Consumer confidence dropped to a 16-year-low this month, as many Americans braced for a prolonged economic downturn, the Conference Board reported this week.
In a survey of 5,000 U.S. households, 30 percent described the economy as bad, up from 27 percent in April. About a third said they expected conditions to continue declining over the next six months, the New York-based private research group said.
Lynn Franco, director of the group's consumer research center, said weakening business and job conditions, combined with growing pessimism about the future, have deflated economic confidence in recent months.
"Consumers' inflation expectations, fueled by increasing prices at the pump, are now at an all-time high and are likely to rise further in the months ahead," Franco said in a statement. "As for the short-term outlook, the Expectations Index suggests little likelihood of a turnaround in the immediate months ahead," she said.

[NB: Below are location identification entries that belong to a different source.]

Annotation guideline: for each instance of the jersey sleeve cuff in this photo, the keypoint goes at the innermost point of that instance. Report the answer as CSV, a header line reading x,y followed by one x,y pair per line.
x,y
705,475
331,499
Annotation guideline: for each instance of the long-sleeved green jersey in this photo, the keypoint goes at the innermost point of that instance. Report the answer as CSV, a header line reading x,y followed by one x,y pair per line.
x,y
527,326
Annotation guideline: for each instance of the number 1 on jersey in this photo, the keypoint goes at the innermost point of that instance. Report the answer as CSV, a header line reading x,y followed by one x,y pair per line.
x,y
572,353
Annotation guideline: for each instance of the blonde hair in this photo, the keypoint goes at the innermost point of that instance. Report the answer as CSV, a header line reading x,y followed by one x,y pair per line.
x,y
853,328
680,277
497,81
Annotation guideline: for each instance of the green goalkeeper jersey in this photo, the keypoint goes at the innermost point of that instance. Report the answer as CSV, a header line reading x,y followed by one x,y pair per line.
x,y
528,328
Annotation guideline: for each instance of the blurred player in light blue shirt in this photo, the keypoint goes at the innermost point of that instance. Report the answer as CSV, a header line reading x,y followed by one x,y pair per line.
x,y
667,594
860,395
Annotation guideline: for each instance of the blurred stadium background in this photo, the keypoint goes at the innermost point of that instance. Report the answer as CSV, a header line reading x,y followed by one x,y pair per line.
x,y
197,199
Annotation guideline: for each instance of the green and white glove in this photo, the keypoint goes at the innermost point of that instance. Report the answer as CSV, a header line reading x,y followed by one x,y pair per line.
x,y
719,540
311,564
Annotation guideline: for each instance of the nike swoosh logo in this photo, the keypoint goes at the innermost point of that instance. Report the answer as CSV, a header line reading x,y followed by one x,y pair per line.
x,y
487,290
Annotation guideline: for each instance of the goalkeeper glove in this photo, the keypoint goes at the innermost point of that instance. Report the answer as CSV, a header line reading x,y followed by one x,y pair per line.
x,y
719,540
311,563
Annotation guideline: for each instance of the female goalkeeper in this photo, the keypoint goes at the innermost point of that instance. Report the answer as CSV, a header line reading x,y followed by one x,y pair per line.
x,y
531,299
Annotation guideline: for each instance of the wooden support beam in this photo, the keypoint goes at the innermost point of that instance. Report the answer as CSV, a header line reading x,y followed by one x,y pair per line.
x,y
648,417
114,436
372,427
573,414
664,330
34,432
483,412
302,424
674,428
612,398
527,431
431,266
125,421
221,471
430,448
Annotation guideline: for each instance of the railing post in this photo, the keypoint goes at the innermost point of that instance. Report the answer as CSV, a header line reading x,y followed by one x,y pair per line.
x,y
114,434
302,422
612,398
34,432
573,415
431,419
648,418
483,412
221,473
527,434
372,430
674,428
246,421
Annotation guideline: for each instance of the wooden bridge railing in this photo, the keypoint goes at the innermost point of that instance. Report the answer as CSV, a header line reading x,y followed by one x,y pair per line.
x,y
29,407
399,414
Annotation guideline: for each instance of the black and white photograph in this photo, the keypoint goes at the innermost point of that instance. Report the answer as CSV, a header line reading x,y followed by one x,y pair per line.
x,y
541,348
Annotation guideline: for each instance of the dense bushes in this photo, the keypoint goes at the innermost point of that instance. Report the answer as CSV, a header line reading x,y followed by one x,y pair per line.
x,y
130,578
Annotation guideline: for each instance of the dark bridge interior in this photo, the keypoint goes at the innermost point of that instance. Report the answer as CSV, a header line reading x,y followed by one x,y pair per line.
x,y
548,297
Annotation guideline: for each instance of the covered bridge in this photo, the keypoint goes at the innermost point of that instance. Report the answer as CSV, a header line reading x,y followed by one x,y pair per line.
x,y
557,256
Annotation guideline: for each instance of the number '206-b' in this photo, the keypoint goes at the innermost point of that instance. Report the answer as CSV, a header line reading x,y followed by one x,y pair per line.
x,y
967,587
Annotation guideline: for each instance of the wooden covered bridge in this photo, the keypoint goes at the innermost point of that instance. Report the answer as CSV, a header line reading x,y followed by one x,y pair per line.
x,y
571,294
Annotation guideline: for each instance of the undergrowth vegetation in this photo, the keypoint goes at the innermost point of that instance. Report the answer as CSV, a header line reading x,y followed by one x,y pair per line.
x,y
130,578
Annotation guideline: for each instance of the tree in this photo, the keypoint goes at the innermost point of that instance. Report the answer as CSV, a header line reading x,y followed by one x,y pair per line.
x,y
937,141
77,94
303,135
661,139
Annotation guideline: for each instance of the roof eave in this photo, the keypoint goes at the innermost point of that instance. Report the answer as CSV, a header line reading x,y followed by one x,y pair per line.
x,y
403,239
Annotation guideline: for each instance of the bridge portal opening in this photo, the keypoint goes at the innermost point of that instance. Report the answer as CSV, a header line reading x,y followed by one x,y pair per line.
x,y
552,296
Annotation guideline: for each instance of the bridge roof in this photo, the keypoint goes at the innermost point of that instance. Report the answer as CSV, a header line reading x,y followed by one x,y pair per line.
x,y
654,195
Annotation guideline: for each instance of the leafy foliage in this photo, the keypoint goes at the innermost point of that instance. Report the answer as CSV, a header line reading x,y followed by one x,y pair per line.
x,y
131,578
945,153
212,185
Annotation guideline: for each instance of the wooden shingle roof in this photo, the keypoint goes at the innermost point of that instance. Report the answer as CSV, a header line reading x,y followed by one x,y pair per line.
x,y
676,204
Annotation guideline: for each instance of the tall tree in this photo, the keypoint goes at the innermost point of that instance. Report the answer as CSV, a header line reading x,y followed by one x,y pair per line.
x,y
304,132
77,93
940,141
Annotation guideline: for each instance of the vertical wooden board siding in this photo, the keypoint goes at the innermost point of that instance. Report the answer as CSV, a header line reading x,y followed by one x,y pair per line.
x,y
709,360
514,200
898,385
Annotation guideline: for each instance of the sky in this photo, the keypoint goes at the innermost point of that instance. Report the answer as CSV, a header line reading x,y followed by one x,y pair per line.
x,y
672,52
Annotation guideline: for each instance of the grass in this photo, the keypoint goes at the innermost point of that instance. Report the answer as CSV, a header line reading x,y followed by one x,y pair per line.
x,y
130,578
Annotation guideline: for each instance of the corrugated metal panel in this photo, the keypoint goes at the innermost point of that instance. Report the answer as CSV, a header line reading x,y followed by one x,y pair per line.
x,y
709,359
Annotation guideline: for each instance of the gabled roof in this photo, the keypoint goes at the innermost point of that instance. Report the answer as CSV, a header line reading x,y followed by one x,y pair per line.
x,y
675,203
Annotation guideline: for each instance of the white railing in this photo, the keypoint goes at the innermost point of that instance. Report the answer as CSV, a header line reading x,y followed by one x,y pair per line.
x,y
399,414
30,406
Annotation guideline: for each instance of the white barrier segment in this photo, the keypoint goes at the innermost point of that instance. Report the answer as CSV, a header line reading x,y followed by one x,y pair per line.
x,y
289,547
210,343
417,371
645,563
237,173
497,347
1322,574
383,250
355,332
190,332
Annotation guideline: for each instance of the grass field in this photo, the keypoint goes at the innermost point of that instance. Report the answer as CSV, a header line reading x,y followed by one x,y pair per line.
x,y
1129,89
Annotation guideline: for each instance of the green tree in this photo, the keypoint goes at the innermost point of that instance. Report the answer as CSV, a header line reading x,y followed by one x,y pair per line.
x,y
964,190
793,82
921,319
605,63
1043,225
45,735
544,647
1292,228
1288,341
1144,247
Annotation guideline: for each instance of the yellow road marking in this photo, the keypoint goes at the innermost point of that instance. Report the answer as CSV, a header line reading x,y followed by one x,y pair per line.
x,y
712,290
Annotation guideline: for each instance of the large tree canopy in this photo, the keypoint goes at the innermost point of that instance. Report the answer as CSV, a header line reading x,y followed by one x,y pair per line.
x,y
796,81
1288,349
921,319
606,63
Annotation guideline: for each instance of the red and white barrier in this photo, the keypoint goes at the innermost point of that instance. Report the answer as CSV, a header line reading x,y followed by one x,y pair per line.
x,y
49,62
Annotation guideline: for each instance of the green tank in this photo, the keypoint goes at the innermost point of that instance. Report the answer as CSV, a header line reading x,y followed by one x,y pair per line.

Meanwhile, U.S. home prices continued to slide in March despite a slight upturn in sales last month.
Sales of new houses inched up by 3.3 percent between March and April, but remain 42 percent lower than a year ago, the Commerce Department reported this week. A total of 526,000 new homes were sold last month, compared to 907,000 in April 2007, enough for a 10.6-month supply at the current sales pace, the report said. The median sales price for new homes sold in April was $246,100.
The Case-Shiller home price index released this week by Standard and Poor showed a 14.4 percent decline in U.S. home prices in the past 12 months.